Page 66 of The Hopelessly Bromantic Duet
But TJ answers that for me when he slides out of the booth, stands, and yanks me in for a hug. It’s not dude style. It’s definitely I-know-what-you-look-like-nakedstyle, and his aftershave enhances it.
That potent woodsy scent, chased with a hint of soap, smells like a secret he’s wearing just for me. I dip my nose, drag in a whiff of him, and I’m instantly aroused.
That’s not surprising since the scent has turned me on since I first smelled it.
But I’m also feeling... a little floaty—a little warm. Like I want to get close to him. Snuggle up against him, run my fingers through his hair, kiss him at the bar like he’s mine.
“Mmm,” he murmurs.
Yes, he did this on purpose, slapping on that aftershave.
And I’m caught up in him. I also now know what tonight is—a date.
But when he takes a seat and I sit across from him, he looks like he’s got something on his mind. Something big. “What’s going on?”
TJ doesn’t answer at first. Because, of course, he doesn’t. He just seems to weigh the question, stroking his beard, sighing heavily, but maybe happily too?
“So, this is kind of crazy,” he begins, and holy fuck.
Is he going to ask me to keep this up? Screw the risks. I’m all in. “Yes. Just yes.”
He laughs. “You don’t even know what I’m going to say.”
“Right, sorry.”
“So, the thing is,” he says, and I wince. This is bad news. “I just got a promotion.”
“Oh, that’s great. Congratulations,” I say, still trying to figure out what’s happening on this maybe-date.

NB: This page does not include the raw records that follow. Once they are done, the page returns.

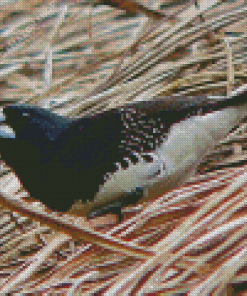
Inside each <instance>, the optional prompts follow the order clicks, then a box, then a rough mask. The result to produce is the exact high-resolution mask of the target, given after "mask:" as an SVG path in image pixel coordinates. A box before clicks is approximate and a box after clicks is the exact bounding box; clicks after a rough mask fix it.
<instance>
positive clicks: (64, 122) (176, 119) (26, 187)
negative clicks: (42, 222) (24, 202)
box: [1, 95, 241, 211]
mask: <svg viewBox="0 0 247 296" xmlns="http://www.w3.org/2000/svg"><path fill="white" fill-rule="evenodd" d="M239 97H241V95H240V96H239ZM226 101H227V104H230V103H231V101H230V100H226ZM232 102H235V101H234V100H232ZM223 103H224V104H225V102H224V101H222V100H214V101H210V100H209V99H207V98H206V97H197V98H196V99H195V98H193V97H183V98H179V97H167V98H161V99H157V100H154V101H143V102H137V103H132V104H129V105H126V106H124V107H121V108H116V109H112V110H109V111H105V112H103V113H99V114H95V115H91V116H86V117H82V118H80V119H69V118H67V117H63V116H60V115H56V114H55V113H53V112H51V111H49V110H48V109H43V108H40V107H33V106H27V105H13V106H7V107H6V108H5V109H4V113H5V115H6V123H8V124H9V125H10V126H11V127H12V128H13V130H14V131H15V133H16V138H15V139H1V142H2V144H1V153H2V157H3V159H4V160H5V161H6V163H7V164H8V165H10V166H11V167H12V168H13V169H14V170H15V172H16V174H17V176H18V177H19V178H20V180H21V182H22V183H23V186H24V187H25V188H26V189H27V190H28V191H29V192H30V194H31V196H32V197H34V198H36V199H39V200H40V201H42V202H43V203H44V204H45V205H47V206H48V207H50V208H51V209H52V210H58V211H67V210H68V209H69V208H70V207H71V206H72V204H73V203H74V201H75V200H82V201H83V202H86V201H93V200H94V198H95V197H96V196H97V198H96V201H98V202H100V203H102V204H101V205H100V207H102V206H103V204H106V205H108V204H110V203H111V202H116V201H117V202H124V203H125V204H129V203H135V202H136V201H137V200H138V199H139V198H140V197H141V196H142V190H143V189H145V188H146V186H147V185H150V184H151V183H152V182H155V179H156V177H157V176H159V175H162V174H163V175H164V174H166V173H167V172H166V166H167V165H168V164H169V161H172V160H173V158H174V157H177V158H178V162H181V163H183V162H182V160H183V158H184V156H183V154H184V153H183V152H182V151H180V150H181V149H180V150H179V151H178V152H177V154H178V155H174V156H173V155H172V153H171V152H172V151H173V150H174V151H176V149H178V148H179V147H180V148H181V145H180V144H181V143H182V142H181V143H180V141H184V140H185V139H186V138H187V136H186V137H185V138H184V137H183V138H181V140H179V139H177V140H176V141H177V142H176V143H174V145H175V146H174V147H170V148H169V147H168V148H164V151H166V150H165V149H168V150H167V152H166V153H168V154H169V155H171V157H170V158H171V159H169V160H166V159H165V155H163V156H162V153H163V152H162V151H163V148H162V147H163V146H164V147H166V140H167V137H168V136H169V133H170V130H172V128H173V125H174V124H176V126H177V124H179V123H180V122H186V121H187V119H190V118H194V117H195V118H197V117H198V118H199V116H203V115H205V114H210V112H212V111H215V110H219V109H222V108H223V109H224V107H225V106H224V104H223ZM234 104H235V103H234ZM186 124H187V123H186ZM198 124H201V123H199V122H198ZM227 124H228V123H227ZM232 124H233V123H232ZM216 127H217V126H216ZM229 129H230V127H229V128H228V126H226V131H229ZM185 132H186V131H185ZM195 132H196V133H198V132H199V133H200V132H201V131H200V130H199V131H198V130H196V129H195ZM188 136H189V137H191V136H193V131H192V134H190V135H188ZM205 136H206V135H205ZM189 137H188V141H192V140H193V139H192V140H190V138H189ZM171 139H172V137H171ZM205 139H206V137H205ZM210 139H211V138H209V140H210ZM210 141H211V140H210ZM203 143H204V142H203ZM205 143H207V142H205ZM199 144H200V143H199ZM213 144H214V143H213ZM193 145H194V144H193ZM202 145H204V144H202ZM205 145H206V144H205ZM210 145H211V144H210ZM195 146H196V145H195ZM184 147H186V145H185V146H184ZM188 147H191V148H192V146H190V144H189V146H188ZM191 148H185V149H190V150H191ZM195 149H198V147H197V148H195ZM203 149H204V148H203ZM14 151H15V152H14ZM157 151H159V153H158V154H159V156H161V158H159V157H158V158H157V153H156V152H157ZM185 151H187V150H185ZM192 152H193V151H192ZM185 153H191V151H188V152H185ZM203 153H204V152H203ZM197 157H199V156H197V154H195V156H194V155H193V158H192V159H194V158H195V160H193V161H195V162H196V163H197ZM200 157H201V156H200ZM174 160H175V158H174ZM198 161H201V159H199V160H198ZM193 163H194V162H193ZM174 165H175V164H174ZM176 166H178V165H177V164H176ZM183 166H184V167H185V169H187V167H188V168H189V166H190V164H187V163H184V165H183ZM193 167H194V166H193ZM167 169H169V170H170V171H171V170H173V168H171V167H170V168H169V166H167ZM175 169H176V167H175ZM177 170H179V169H177ZM182 171H183V168H181V172H182ZM193 172H194V171H193ZM188 175H190V174H189V173H188ZM115 178H117V179H116V180H118V181H115ZM178 178H179V177H178ZM181 179H183V178H181ZM173 180H174V182H173V183H174V184H172V185H173V186H175V185H176V184H177V180H176V177H174V179H173ZM150 182H151V183H150ZM162 182H165V179H164V180H163V179H162ZM111 184H112V185H111ZM112 186H113V187H112ZM154 188H155V187H154ZM164 191H165V190H164ZM104 192H106V194H105V193H104ZM120 205H121V204H120ZM95 207H96V209H97V207H98V206H95ZM89 208H90V207H89V206H88V210H89Z"/></svg>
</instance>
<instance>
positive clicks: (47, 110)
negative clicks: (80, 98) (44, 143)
mask: <svg viewBox="0 0 247 296" xmlns="http://www.w3.org/2000/svg"><path fill="white" fill-rule="evenodd" d="M3 115H4V118H3V120H2V124H3V125H2V127H1V128H0V137H12V138H13V137H18V139H20V140H35V139H36V140H38V139H39V140H41V139H42V138H44V137H47V138H48V139H49V140H53V139H55V138H56V137H57V136H58V135H59V134H60V132H61V131H62V130H63V129H64V128H66V127H67V125H68V124H69V122H71V121H70V120H66V119H64V118H63V117H61V116H59V115H57V114H55V113H53V112H52V111H50V110H49V109H45V108H42V107H38V106H32V105H24V104H16V105H10V106H6V107H4V109H3ZM6 125H7V126H6ZM10 128H11V129H12V133H10ZM7 130H8V132H7Z"/></svg>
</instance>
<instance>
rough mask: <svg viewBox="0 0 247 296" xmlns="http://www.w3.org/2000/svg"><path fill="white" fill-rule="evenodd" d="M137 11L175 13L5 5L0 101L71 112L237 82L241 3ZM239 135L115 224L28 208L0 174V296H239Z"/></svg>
mask: <svg viewBox="0 0 247 296" xmlns="http://www.w3.org/2000/svg"><path fill="white" fill-rule="evenodd" d="M151 2H152V4H150V3H151ZM136 3H140V1H137V0H136ZM141 3H142V4H143V5H144V6H145V7H147V8H149V9H153V10H162V8H163V11H165V13H166V14H167V15H170V16H173V17H169V18H166V17H164V18H161V19H155V18H152V15H148V16H147V15H144V14H143V13H142V12H140V13H138V14H137V15H135V16H132V15H131V16H127V17H126V12H125V11H124V10H120V9H116V8H113V7H110V6H107V5H101V6H95V7H93V6H92V1H86V0H83V1H72V0H71V1H69V0H68V1H66V2H60V1H41V0H37V1H31V2H30V1H24V0H20V1H18V2H14V1H7V0H6V1H3V4H0V7H4V10H1V12H0V22H1V32H0V49H1V59H0V63H1V69H0V77H1V82H0V97H1V102H2V105H5V104H8V103H10V102H15V101H22V102H31V103H33V104H37V105H48V106H50V107H51V108H52V109H53V110H54V111H55V112H58V113H60V114H66V115H67V116H81V115H82V114H87V113H92V112H101V111H103V110H106V109H109V108H113V107H116V106H121V105H124V104H126V103H127V102H132V101H138V100H142V99H150V100H152V99H154V98H155V97H156V96H163V95H170V94H186V95H200V94H206V95H226V94H229V93H231V91H232V90H233V89H235V88H236V87H237V86H240V85H242V84H245V83H246V78H247V74H246V56H245V47H246V37H247V35H246V16H247V4H246V3H245V1H240V0H237V1H234V2H230V1H227V2H221V1H216V0H214V1H205V0H202V1H200V2H198V3H199V5H198V6H197V7H196V6H195V5H194V4H193V3H191V2H185V1H183V2H181V3H175V4H173V5H172V2H169V1H161V0H159V1H142V2H141ZM246 137H247V135H246V123H243V125H241V127H240V128H239V129H238V130H236V131H235V132H233V133H232V134H230V135H229V136H228V137H227V139H225V140H224V141H223V142H222V143H221V145H220V146H219V147H218V148H217V150H216V151H215V152H214V153H213V154H212V155H210V156H209V157H208V158H207V160H205V162H204V163H203V164H202V165H201V166H200V168H199V171H198V174H197V176H196V177H195V178H193V179H192V180H191V182H189V183H188V184H187V185H186V186H184V187H182V188H178V189H177V190H174V191H172V192H170V193H168V194H166V195H165V196H162V197H160V198H159V199H157V200H155V201H152V202H151V201H150V202H147V203H145V204H143V205H136V207H133V208H128V209H127V208H126V209H125V219H124V221H123V222H122V223H121V224H118V225H116V220H115V217H114V216H110V215H108V216H107V217H101V218H98V219H94V220H90V221H85V220H84V219H83V218H81V219H78V218H76V219H74V217H70V216H69V215H65V214H60V213H51V212H49V211H48V210H47V209H46V208H45V207H44V206H42V205H41V204H39V203H35V204H33V203H30V202H29V199H28V194H27V193H26V192H25V190H24V189H23V188H21V187H20V183H19V181H18V179H17V178H16V176H15V175H14V174H13V173H12V172H11V170H10V169H9V168H7V167H6V166H5V165H3V166H2V168H1V173H2V178H1V183H0V190H1V196H2V197H1V199H0V202H1V204H2V208H1V212H0V223H1V229H0V235H1V237H0V239H1V246H0V251H1V258H0V293H1V294H2V293H11V294H12V293H61V294H62V293H63V294H66V295H67V294H68V295H87V294H89V295H92V294H93V293H98V294H100V293H102V294H104V293H105V294H106V295H115V294H117V293H121V295H128V293H130V292H131V293H133V294H136V295H141V294H142V293H143V292H145V293H152V295H160V294H161V293H163V294H170V295H171V294H176V293H188V294H191V295H237V294H236V293H237V292H236V291H237V290H236V287H237V285H236V284H237V283H240V282H241V281H247V274H246V260H247V247H246V246H247V245H246V244H247V242H246V238H245V233H246V231H247V229H246V216H245V214H246V199H245V196H246V186H247V166H246V164H245V160H246V157H247V155H246V148H247V147H246V143H245V142H246ZM205 171H207V173H205ZM23 197H26V201H25V202H24V201H23V199H22V198H23ZM234 293H235V294H234ZM239 295H241V294H240V292H239ZM242 295H243V294H242Z"/></svg>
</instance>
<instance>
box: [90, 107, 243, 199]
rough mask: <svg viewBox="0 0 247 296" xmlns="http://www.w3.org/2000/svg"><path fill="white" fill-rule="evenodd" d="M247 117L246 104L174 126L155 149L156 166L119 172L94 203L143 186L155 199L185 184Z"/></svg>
mask: <svg viewBox="0 0 247 296" xmlns="http://www.w3.org/2000/svg"><path fill="white" fill-rule="evenodd" d="M245 116H247V105H245V106H238V107H231V108H227V109H224V110H221V111H215V112H212V113H209V114H207V115H204V116H192V117H190V118H188V119H186V120H184V121H181V122H179V123H176V124H174V125H172V127H171V129H170V132H169V134H168V135H167V139H166V140H165V141H164V143H163V144H162V145H161V146H160V147H159V148H157V149H156V150H155V154H156V156H157V158H156V160H154V162H153V163H147V162H145V161H143V162H139V163H138V164H136V165H130V166H129V168H127V169H125V170H124V169H121V170H119V171H117V172H116V173H115V174H114V175H113V176H112V177H111V178H110V179H109V180H108V181H106V182H105V184H104V186H103V187H102V188H101V189H100V191H99V192H98V194H97V195H96V198H95V200H96V201H105V202H108V201H109V202H110V201H114V200H118V198H119V196H123V195H124V194H126V193H129V192H132V191H134V190H135V188H136V187H144V188H145V190H144V195H145V196H148V198H152V197H156V196H158V195H161V194H163V193H165V192H166V191H168V190H170V189H172V188H174V187H176V186H178V185H181V184H183V183H184V182H186V181H187V180H188V179H189V178H190V177H191V176H192V175H193V174H194V172H195V170H196V168H197V166H198V164H200V162H201V161H202V160H203V158H204V157H205V155H207V154H209V153H210V152H211V151H212V150H213V149H214V147H215V146H216V145H217V144H218V143H219V141H220V140H222V139H223V138H224V137H225V136H226V135H227V134H228V133H229V131H230V130H231V129H232V128H234V127H235V126H236V125H237V124H239V122H240V120H241V119H242V118H243V117H245ZM163 169H164V170H163ZM159 170H161V173H160V174H158V171H159Z"/></svg>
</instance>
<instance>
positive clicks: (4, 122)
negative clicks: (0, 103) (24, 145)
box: [0, 109, 15, 139]
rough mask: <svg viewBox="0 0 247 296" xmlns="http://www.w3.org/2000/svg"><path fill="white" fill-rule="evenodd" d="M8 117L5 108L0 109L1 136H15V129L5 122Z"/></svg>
mask: <svg viewBox="0 0 247 296" xmlns="http://www.w3.org/2000/svg"><path fill="white" fill-rule="evenodd" d="M5 121H6V117H5V115H4V113H3V110H2V109H0V138H12V139H13V138H15V132H14V130H13V129H12V128H11V127H10V126H9V125H7V124H6V123H5Z"/></svg>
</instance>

His gaze levels mine, and before he speaks, I see the truth in his eyes. I won’t like what he’s going to say. “It’s in New York, Jude. They’re sending me back to New York. Even if I had a choice, and I don’t, they decided to freelance my beat here. It’s both a great opportunity and the only opportunity.”
Wow. That’s a twist I didn’t see coming. And frankly, I don’t care for it.
“I return to New York on Friday,” he continues, his tone heavy, then business-like as he explains that 24News will cover the lease.
But my head pounds.
My ears ring.
TJ is leaving.
I knew he’d go eventually, but I didn’t think too hard about what that might feel like. Now, the idea consumes me. And it’s like a bowling ball, dropping in my gut.
I desperately want him to stay. My chest actually aches at the prospect of opening the door to the flat and seeing... some random person.
That seems horribly wrong.
“Would you stay and write your novel?” I ask, a note of wild hope in my voice.
But the question lands like a thud on the table. He doesn’t even have to answer me.
I know what he’s going to say.
He can’t stay to write a book. We aren’t rich. We live hand-to-mouth. He’s not independently wealthy. He’s young and scrappy like me. He lives paycheck to paycheck.
TJ shakes his head. “I can’t, Jude,” he says, then he gets up, comes around to my side, slides an arm around my shoulder.
He buries his face in my neck, the prickle of his beard chasing the ache in my chest away, soothing it until my bones start to hum.